= Matt McCormick =

Matt McCormick is a Spokane, Washington based video installation artist and filmmaker. His work extends documentary and experimental filmmaking, focusing on the sublime decay of contemporary culture and the landscape both urban and rural.

McCormick is an artist and filmmaker who works in both the art and independent film worlds. He has had three films screen at the Sundance Film Festival, has had work exhibited at Art Basel, Moscow Biennale, and the Museum of Modern Art, and his film The Subconscious Art of Graffiti Removal was named in ‘Top 10 film lists of 2002’ in both Art Forum Magazine and The Village Voice.

He has also directed music videos for The Shins, Broken Bells, Sleater-Kinney, and Yacht, while also collaborating on projects with artists such as Miranda July, James Mercer, Patton Oswalt, and Calvin Johnson.

==Career==
McCormick's work spans mediums and defies genre distinctions to fashion witty, abstract observations of contemporary culture and the urban landscape.
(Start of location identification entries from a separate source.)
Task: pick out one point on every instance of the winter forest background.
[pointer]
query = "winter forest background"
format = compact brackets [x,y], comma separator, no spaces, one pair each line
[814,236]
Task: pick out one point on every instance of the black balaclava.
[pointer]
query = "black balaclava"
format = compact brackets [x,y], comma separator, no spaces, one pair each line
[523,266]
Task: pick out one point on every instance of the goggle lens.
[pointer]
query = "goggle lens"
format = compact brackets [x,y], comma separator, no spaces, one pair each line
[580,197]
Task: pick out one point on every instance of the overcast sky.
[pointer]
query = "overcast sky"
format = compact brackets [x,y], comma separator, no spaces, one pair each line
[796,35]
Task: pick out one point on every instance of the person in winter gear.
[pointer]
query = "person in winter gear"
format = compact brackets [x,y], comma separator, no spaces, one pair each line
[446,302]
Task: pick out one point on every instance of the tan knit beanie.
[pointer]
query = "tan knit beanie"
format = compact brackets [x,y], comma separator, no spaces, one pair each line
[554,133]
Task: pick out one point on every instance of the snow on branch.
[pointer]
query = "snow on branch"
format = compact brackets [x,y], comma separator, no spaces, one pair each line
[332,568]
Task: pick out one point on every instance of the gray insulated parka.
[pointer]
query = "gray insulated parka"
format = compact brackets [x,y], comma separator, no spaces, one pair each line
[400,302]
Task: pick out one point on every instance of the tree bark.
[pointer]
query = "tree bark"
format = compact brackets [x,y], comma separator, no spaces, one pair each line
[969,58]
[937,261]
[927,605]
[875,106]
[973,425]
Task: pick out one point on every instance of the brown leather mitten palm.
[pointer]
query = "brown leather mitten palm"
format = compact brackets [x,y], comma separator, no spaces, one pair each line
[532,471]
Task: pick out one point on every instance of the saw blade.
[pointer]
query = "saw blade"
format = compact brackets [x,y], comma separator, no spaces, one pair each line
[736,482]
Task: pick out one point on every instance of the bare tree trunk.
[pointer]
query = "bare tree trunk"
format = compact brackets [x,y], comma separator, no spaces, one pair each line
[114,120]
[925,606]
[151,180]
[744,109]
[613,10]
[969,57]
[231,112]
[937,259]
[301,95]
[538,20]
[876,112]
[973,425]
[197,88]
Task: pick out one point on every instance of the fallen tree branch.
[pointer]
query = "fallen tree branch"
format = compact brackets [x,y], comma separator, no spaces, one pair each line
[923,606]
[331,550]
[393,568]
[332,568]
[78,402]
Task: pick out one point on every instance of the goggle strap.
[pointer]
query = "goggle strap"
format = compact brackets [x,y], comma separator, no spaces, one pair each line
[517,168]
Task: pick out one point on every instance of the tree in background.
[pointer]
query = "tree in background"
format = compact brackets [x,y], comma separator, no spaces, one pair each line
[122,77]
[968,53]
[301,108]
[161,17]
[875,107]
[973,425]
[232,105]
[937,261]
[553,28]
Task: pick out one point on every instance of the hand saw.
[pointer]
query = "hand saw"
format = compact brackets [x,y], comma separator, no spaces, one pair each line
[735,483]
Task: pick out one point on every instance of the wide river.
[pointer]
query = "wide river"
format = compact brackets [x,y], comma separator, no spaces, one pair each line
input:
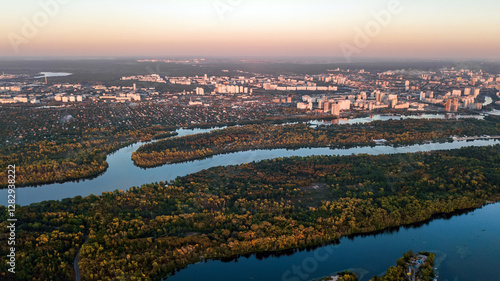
[122,174]
[468,246]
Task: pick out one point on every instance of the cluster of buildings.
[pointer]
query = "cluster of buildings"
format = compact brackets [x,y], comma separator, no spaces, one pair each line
[329,93]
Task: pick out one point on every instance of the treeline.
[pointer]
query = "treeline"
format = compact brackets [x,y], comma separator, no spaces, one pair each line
[410,266]
[149,232]
[267,136]
[70,157]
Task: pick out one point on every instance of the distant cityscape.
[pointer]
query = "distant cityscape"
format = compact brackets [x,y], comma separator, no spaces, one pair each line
[331,93]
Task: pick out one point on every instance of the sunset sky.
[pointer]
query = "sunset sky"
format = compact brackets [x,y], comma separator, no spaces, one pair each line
[420,29]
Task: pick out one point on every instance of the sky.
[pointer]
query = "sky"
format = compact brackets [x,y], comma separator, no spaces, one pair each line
[429,29]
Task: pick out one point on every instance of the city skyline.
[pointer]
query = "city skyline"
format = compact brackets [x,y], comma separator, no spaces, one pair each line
[388,29]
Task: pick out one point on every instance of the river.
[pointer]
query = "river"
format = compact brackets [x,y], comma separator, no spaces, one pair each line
[467,248]
[466,245]
[123,174]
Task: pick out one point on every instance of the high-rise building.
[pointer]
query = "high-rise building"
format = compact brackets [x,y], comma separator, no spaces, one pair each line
[447,106]
[200,91]
[326,106]
[335,109]
[454,105]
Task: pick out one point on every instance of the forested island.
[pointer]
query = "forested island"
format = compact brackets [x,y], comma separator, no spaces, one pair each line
[293,136]
[409,267]
[149,232]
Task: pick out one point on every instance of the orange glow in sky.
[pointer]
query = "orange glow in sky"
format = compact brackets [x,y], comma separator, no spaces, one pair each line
[419,29]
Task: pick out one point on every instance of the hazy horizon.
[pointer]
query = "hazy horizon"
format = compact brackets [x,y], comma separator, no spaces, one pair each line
[391,29]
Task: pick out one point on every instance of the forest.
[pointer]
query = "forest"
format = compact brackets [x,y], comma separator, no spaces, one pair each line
[149,232]
[293,136]
[421,271]
[70,157]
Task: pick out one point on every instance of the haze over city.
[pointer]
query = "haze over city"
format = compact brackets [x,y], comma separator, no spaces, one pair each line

His project Future So Bright maps and catalogs abandoned spaces in the American West, while American Nutria "examines the plight of an imported species while chastising capitalism’s tendency to create its own disasters." The Subconscious Art of Graffiti Removal makes the observation that the process of destroying one art form unwittingly creates another, while his installation piece Ride a Wave To Tomorrow’s Sunset reflects on society's need for ‘synthetic meditation’.
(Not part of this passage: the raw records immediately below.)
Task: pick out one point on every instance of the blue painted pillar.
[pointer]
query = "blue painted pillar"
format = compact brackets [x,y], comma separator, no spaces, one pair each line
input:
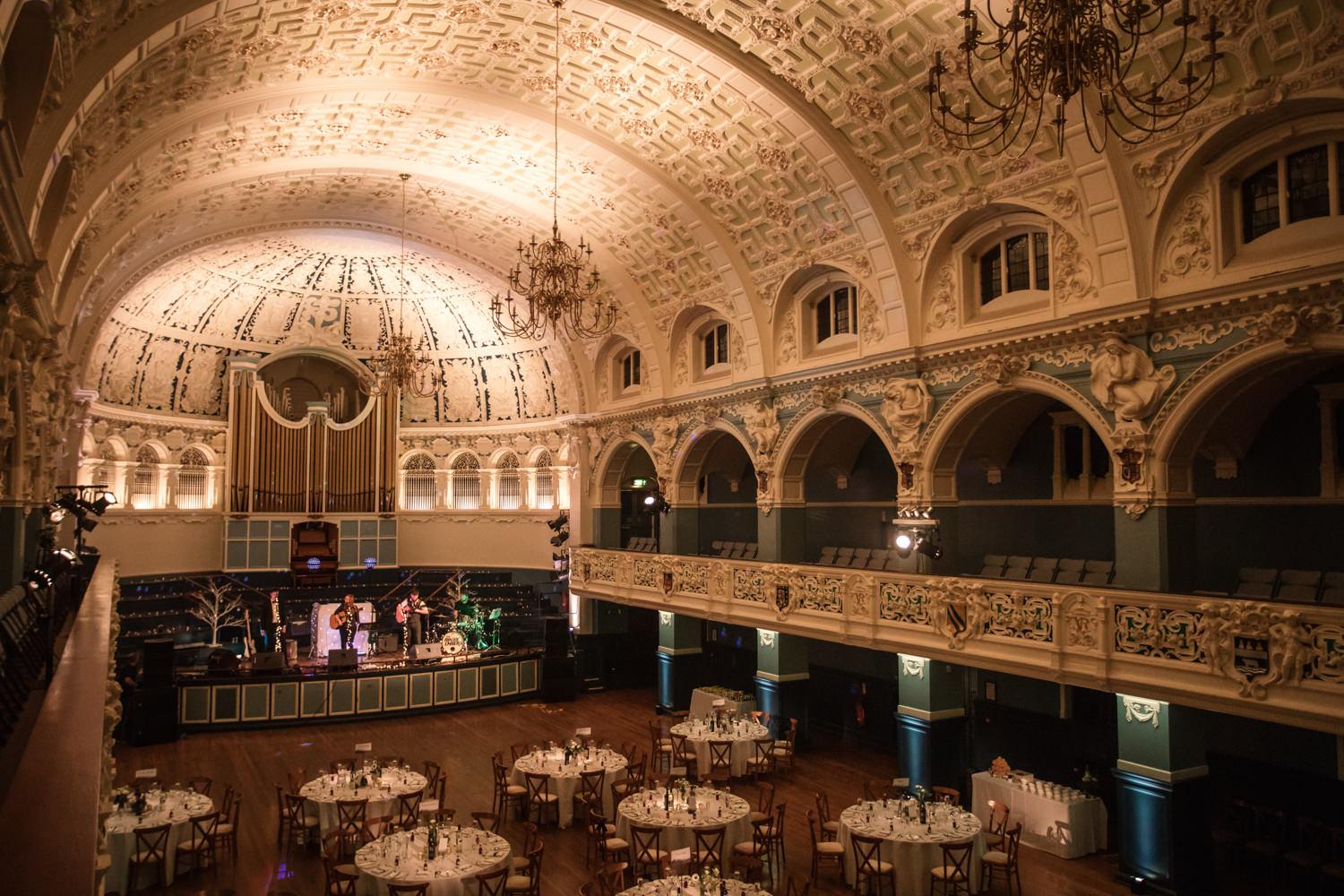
[1161,794]
[679,659]
[782,673]
[932,721]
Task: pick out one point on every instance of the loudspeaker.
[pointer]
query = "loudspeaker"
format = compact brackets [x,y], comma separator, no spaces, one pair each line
[341,659]
[559,678]
[156,670]
[556,635]
[153,716]
[427,651]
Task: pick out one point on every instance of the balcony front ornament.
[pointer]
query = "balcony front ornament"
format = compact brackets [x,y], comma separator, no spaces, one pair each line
[1254,645]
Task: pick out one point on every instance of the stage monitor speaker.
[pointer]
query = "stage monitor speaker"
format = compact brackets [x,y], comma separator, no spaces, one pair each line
[158,667]
[559,678]
[341,659]
[153,716]
[427,651]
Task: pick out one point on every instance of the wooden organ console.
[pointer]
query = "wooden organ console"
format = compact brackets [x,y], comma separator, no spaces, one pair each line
[308,465]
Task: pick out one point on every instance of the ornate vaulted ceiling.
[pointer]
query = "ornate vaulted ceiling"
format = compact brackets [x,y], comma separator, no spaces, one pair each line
[167,343]
[711,147]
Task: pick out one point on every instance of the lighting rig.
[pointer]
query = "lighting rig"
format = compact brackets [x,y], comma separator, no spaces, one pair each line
[917,530]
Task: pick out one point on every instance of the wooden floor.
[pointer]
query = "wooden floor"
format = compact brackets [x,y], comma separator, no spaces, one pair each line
[462,742]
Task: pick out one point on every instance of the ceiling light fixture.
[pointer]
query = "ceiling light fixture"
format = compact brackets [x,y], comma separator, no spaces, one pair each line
[554,279]
[401,365]
[1048,51]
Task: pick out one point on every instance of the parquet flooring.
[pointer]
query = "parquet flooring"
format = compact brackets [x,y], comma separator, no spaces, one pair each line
[462,742]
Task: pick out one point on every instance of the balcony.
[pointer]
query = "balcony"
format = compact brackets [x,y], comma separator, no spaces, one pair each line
[1265,659]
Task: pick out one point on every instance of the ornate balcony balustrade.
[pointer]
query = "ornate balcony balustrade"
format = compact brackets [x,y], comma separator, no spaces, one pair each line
[1276,661]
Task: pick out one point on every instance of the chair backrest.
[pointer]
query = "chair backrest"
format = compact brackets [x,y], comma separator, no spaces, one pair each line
[645,844]
[957,856]
[709,847]
[152,844]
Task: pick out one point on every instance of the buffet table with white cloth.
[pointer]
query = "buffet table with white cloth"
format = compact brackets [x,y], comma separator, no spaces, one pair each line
[913,848]
[382,793]
[566,778]
[1056,820]
[401,858]
[690,885]
[712,807]
[742,734]
[161,806]
[702,702]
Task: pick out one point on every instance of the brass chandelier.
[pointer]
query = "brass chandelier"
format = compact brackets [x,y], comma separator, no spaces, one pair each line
[1048,51]
[401,365]
[554,279]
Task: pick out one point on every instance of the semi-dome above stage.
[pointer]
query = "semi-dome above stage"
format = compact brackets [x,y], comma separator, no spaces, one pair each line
[166,344]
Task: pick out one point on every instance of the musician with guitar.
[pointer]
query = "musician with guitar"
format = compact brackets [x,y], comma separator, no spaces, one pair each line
[410,614]
[346,619]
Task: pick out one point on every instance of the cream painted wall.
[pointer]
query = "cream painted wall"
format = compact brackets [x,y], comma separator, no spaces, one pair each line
[153,543]
[523,541]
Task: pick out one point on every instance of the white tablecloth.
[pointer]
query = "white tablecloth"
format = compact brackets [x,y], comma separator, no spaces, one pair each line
[1069,829]
[566,780]
[177,807]
[325,791]
[398,858]
[911,847]
[742,735]
[702,704]
[714,807]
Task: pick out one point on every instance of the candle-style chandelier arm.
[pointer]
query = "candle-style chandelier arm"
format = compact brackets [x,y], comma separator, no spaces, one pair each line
[1048,51]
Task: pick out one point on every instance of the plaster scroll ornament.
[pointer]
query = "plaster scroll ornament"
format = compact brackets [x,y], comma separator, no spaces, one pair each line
[906,406]
[664,440]
[1125,382]
[762,424]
A collection of McCormick's music and sound recordings titled Very Stereo was released in 2007 by Marriage Records.

McCormick is also the founder of the video distribution label Peripheral Produce and the Portland Documentary and Experimental Film Festival.
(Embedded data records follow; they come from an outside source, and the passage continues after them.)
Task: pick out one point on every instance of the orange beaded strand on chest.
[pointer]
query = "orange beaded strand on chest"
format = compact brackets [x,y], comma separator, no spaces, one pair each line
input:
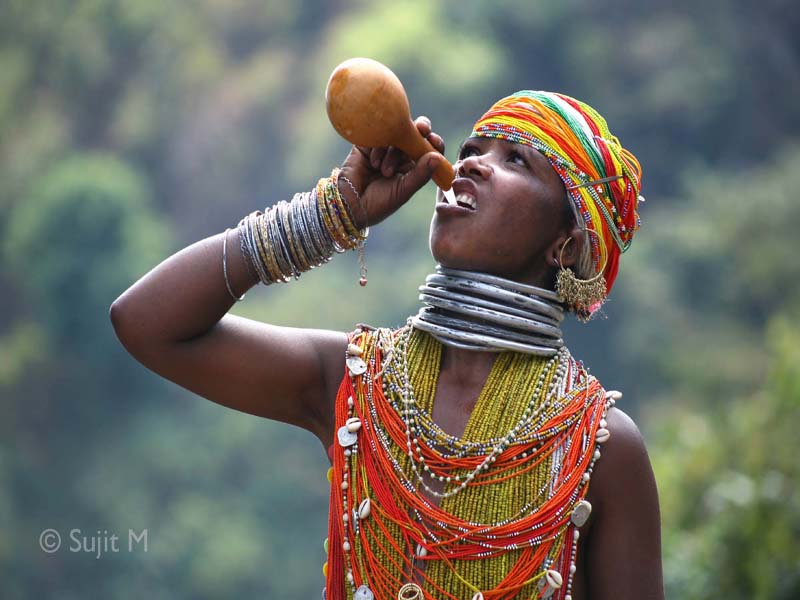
[507,527]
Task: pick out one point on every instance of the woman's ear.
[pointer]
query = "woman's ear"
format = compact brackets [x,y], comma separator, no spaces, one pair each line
[566,248]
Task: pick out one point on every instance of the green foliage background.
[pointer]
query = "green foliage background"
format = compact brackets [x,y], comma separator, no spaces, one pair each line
[131,129]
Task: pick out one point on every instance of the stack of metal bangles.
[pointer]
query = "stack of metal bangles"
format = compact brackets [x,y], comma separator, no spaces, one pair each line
[477,311]
[290,238]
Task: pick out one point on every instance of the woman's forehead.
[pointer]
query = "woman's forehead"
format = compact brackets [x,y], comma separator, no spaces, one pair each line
[485,143]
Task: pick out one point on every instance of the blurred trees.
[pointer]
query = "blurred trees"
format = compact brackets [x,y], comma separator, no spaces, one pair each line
[128,130]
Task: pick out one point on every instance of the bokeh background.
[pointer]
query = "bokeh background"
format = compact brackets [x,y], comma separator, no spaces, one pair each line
[129,130]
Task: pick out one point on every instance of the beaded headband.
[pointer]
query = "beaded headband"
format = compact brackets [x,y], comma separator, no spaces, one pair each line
[602,179]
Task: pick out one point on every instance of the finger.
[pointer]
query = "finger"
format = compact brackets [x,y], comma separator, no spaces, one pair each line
[412,181]
[364,151]
[423,125]
[437,142]
[376,157]
[393,158]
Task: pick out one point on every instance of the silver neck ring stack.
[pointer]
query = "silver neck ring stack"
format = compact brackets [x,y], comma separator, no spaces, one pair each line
[476,311]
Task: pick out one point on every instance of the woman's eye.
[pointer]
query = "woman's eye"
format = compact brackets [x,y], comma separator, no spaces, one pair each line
[517,158]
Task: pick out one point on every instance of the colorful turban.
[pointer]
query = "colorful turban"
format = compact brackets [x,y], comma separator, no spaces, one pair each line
[601,177]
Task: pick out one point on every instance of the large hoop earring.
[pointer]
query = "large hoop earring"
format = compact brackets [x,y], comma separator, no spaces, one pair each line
[581,296]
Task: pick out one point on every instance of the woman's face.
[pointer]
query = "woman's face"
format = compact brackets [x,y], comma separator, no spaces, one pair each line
[512,215]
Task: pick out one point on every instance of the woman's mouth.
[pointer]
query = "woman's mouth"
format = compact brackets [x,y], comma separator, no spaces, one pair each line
[466,201]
In 2008 McCormick began production on his first feature-length project called Some Days Are Better Than Others, starring James Mercer and Carrie Brownstein. The Film premiered at the 2010 South by Southwest film and music festival in Austin, Texas.

McCormick's short film, The Deepest Hole, will screen at Sundance Film Festival in January, 2020.

== Works ==
===Feature films===
- Some Days Are Better Than Others (2010)
- The Great Northwest (2012)
- Buzz One Four (2017)

===Short films===
- Sincerely, Joe P. Bear (1999)
- The Vyrotonin Decision (1999)
- The Subconscious Art of Graffiti Removal (2001)
- American Nutria (2003)
- Towlines (2004)
- The Problem with Machines that Communicate (2007)
- Light Tiger Eye (2008)
- Future So Bright (2009)
- The Deepest Hole (2019)

===Installation===
- Future So Bright (2007)
- Satellites (2008)

===Music videos===
- The Shins / "The Past and Pending" (Sub Pop Records, 2002)
- Sleater-Kinney / "Jumpers" (Sub Pop Records, 2005)
- Yacht / "See a Penny" (Marriage Records, 2007)
- Arthur and Yu / "Afterglow" (Hardly Art, 2007)
- The Shins / "Australia" (Sub Pop Records, 2007)
- Eluvium / "The Motion Makes Me Last" (Temporary Residence, 2010)

== Screenings and exhibitions ==
Besides numerous film festivals like Sundance and the New York Underground Film Festival McCormick has shown in international art venues like The 2007 Moscow Biennale, The Oslo Museum of Modern Art, The Serpentine Gallery, Uncertain States Of America, Baja to Vancouver and Art Basel Miami Beach (2007).